Hızlı hızlı anlattığı rüyasını bir an önce iletmenin telâşı sesinde hissediliyordu. Zâten hızlı konuşan biriydi, daha da hızlanmıştı konuş-ması. Sözün arasına girmenin imkânı yoktu onunla konuşurken. Genel hâli buydu. Bazen anlattıklarına ilâve bir şey söylemek istediğinde lâfa girinceye kadar konuyu çoktan değiştirip bir başka konuyu anlatmaya başlamış olurdu. Alışmıştı onun bu hâline, söze karışıp yorum yapmanın derdine düşmeden dinliyordu söyleyeceklerini, tamamlaması için. Konuşmalarda daha çok dinleyici konumunda kalması yadırganan bir hâli de değildi zâten. “Manevîyat ile fazla mı ilgileniyorsun?” olmuştu Fatma’ nın sözlerini tamamlayan cümle. Gülümseyerek karşılık verdi arkadaşına, “ne güzel bir rüyaymış, hayırlısı olsun,” diyerek.
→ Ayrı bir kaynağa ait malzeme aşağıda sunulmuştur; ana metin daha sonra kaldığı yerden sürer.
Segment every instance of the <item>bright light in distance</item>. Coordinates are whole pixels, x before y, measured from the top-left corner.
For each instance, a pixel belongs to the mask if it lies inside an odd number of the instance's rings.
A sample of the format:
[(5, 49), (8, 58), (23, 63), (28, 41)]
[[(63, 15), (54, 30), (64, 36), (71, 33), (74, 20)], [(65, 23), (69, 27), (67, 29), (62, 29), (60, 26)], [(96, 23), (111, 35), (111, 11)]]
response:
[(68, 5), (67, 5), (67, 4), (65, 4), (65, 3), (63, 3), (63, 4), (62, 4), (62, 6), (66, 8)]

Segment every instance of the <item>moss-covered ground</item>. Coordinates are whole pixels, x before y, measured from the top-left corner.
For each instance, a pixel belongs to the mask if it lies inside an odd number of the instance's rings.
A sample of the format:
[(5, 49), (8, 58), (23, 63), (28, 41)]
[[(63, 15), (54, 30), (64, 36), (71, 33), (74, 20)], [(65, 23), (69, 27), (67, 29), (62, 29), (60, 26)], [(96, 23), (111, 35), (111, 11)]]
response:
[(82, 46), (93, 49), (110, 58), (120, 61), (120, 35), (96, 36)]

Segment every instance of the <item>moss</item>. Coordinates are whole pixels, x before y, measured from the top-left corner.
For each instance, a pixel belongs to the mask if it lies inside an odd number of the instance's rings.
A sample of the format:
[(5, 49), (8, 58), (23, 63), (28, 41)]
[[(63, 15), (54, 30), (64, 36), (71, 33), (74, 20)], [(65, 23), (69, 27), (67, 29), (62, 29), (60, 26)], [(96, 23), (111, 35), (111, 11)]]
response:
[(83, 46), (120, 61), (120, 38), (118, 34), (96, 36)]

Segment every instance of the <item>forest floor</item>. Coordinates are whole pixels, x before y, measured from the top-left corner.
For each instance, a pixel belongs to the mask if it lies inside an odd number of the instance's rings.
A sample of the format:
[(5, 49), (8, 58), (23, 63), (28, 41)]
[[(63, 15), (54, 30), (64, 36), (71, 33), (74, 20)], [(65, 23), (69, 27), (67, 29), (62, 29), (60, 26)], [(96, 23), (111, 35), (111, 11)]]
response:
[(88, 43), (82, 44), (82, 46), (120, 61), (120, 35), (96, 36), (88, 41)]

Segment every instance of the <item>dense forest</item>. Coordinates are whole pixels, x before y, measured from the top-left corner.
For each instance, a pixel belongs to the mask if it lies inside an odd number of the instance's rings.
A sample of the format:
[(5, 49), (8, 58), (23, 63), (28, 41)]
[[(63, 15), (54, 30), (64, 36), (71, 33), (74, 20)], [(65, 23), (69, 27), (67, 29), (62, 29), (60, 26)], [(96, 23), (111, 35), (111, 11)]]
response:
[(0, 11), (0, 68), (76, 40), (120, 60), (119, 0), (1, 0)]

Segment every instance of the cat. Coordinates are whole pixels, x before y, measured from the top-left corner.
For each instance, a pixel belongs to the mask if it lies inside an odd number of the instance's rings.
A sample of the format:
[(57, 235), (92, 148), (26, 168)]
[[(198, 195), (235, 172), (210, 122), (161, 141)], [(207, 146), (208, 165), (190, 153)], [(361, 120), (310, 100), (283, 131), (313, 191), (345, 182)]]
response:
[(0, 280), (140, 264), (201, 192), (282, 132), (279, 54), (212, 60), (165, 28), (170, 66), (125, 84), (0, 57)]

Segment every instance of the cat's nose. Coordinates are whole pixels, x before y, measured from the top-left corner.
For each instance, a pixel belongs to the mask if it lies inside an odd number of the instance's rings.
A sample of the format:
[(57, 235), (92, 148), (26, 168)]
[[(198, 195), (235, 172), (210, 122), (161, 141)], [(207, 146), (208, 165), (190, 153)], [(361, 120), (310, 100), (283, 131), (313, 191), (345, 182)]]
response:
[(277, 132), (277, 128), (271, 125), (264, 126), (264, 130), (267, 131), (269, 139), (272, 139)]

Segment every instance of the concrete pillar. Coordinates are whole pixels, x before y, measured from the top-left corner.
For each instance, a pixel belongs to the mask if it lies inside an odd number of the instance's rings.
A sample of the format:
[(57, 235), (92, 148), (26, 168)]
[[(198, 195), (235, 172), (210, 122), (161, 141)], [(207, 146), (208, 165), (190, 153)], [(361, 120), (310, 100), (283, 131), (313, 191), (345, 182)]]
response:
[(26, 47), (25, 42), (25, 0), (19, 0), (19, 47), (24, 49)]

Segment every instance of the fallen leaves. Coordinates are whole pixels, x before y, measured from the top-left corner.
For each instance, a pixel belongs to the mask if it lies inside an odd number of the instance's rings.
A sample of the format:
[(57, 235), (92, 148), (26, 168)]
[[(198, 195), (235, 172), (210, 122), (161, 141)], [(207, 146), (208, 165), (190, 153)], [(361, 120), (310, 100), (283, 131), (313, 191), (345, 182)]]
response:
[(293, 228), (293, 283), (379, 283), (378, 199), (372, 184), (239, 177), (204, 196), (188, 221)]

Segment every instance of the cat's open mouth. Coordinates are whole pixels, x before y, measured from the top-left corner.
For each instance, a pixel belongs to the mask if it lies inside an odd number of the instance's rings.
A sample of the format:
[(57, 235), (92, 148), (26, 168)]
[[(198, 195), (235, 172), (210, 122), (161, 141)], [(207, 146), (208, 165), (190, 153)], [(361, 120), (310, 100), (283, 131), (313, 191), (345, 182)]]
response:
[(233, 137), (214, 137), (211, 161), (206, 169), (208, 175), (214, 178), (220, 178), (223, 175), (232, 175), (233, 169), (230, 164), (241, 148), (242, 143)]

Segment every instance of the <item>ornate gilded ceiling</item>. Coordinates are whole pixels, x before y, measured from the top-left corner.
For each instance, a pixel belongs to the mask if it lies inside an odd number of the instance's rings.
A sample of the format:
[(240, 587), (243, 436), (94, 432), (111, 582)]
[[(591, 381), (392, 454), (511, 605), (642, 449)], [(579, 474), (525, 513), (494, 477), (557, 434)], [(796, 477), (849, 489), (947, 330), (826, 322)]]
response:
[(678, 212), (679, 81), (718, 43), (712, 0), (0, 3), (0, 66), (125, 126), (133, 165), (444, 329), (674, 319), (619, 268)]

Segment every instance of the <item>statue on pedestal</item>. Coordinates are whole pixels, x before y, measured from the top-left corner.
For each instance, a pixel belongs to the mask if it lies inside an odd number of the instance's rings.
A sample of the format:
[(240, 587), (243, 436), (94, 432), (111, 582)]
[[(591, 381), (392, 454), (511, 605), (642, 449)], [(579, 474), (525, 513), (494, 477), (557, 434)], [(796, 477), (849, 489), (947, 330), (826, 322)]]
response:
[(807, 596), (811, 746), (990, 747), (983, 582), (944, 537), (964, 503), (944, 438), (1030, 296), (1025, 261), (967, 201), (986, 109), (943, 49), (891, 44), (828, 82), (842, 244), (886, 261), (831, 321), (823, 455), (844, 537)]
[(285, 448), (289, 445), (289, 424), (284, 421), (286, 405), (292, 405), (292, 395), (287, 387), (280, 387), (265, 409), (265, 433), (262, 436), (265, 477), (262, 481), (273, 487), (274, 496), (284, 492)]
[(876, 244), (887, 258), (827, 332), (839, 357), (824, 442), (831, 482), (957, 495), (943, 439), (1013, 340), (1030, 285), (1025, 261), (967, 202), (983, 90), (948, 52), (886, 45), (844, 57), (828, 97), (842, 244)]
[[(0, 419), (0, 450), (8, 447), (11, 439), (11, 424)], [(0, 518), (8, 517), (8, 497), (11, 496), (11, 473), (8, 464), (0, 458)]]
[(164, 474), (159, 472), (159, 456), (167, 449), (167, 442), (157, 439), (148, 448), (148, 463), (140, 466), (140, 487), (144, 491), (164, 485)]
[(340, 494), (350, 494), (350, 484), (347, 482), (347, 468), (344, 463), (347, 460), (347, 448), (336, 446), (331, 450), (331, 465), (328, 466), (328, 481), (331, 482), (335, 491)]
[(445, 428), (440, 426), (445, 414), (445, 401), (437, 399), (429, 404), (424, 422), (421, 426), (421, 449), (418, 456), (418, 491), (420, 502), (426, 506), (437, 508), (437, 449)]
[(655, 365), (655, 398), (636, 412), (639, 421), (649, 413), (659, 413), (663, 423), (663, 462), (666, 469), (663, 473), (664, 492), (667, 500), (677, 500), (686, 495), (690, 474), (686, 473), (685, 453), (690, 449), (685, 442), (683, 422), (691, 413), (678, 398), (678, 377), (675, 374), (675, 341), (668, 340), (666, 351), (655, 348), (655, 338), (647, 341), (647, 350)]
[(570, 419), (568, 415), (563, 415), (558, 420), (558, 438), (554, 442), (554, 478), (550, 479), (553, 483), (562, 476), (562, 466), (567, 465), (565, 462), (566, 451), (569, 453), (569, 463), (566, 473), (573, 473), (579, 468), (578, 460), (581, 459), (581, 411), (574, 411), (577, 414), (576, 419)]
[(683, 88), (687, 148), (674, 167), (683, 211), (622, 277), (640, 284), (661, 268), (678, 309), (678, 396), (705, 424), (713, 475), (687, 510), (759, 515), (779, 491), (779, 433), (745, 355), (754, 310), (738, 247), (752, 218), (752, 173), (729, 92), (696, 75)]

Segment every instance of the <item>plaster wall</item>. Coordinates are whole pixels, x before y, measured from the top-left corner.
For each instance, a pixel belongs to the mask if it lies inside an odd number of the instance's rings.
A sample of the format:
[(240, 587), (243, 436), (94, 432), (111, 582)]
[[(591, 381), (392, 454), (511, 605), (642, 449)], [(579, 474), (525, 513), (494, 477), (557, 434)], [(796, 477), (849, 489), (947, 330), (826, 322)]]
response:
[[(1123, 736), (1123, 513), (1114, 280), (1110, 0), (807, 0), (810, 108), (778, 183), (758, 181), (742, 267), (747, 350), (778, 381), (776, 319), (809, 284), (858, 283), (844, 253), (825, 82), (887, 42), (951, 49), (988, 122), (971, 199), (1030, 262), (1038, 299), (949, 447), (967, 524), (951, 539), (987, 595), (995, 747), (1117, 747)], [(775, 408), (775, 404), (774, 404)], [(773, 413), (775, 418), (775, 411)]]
Önüne çıkan bilgilerle tanıştığı, adına tasavvuf denilen bir derya vardı, birkaç yıldır ilgisini çeken. Her fırsatta bir şeyler öğrenmeye çalıştığı, içine çeken bir dünya. Araştırmaya meraklıydı ilgisini çeken konularda. Ulaştığı sohbetler, tanıştığı arkadaşları olmuştu sanal âlemde, zaman zaman sorular sorarak sohbetlerine katıldığı. Târîkat-mürşid kavramlarıyla okuduğu satır aralarında gördüğü kadarıyla bir tanışıklığı olup, yaşam şekli itibârıyla uzaktı bu kavramlara. Bir mürşid bulmak gerektiğinden bile habersiz, bir şeyler öğrenmeye çalışıyordu sadece Allah ve sistemi hakkında. Öğrenmeye çalıştıkça güçlü bir özlem de oluşmaya başlamıştı, bu hâl içinde olanlara yakın olmakla ilgili ve gönülden dökülen duası yapışmıştı diline, “sevdiklerinle yolumu birleştir,” diyerek.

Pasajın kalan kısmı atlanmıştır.